Although using a spreadsheet is the easiest way of examining a CSV file, it is not the most thorough. By definition, a CSV file contains Comma Separated Values. Even though the spreadsheet shows that there is no content in fields 57 through 109 in the data lines, we need to make sure that those fields are in the file and contain nothing. Each line should have a total of 108 commas, as the last field does not need one. Starting with field 57 there should only be commas with nothing between them or a pair of double quotes, one after another (“”), which represents an empty string.

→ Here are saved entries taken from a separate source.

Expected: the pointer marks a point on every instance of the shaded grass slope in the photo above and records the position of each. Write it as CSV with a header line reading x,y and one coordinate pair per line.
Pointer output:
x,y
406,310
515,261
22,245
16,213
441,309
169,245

Although this is not exactly a fun endeavor, we counted the commas and found that the couple of random lines we chose have all the commas necessary to delimit 109 fields. This is really good news, because now we know that the October 1987 file has all 109 fields, even thought many of them are not populated. This means that there is only one type of CSV file to deal with, instead of three.
The next step is to make sure that the format is consistent throughout all the flight data. For this we choose to examine the months of June 2003 and October 2008, which are the ones where new fields are added. We reviewed these files and found the layout to be consistent. Now we are sure that all the files that contain the flight data have the same layout or format containing 109 fields, and we will not have to do any special processing for this reason.
When using a spreadsheet to examine the data, you also have to be aware that the spreadsheet will use default representations for data fields. For example, the FlightDate field is formatted as yyyy-mm-dd in the CSV file; however, the spreadsheet presents it as mm/dd/yyyy. Another example is the CRSDepTime field, which in the CSV file is a string with the following format: “hhmm”. The string “0900” is presented in the spreadsheet as 900. You have to be aware of how data is presented in the spreadsheet as in many cases it will vary from the actual data.
Be thorough when you are getting familiar with the data you are going to analyze. Using a spreadsheet is a quick way to verify certain things, but it is not the best solution. You will always have to examine the raw data using a text editor.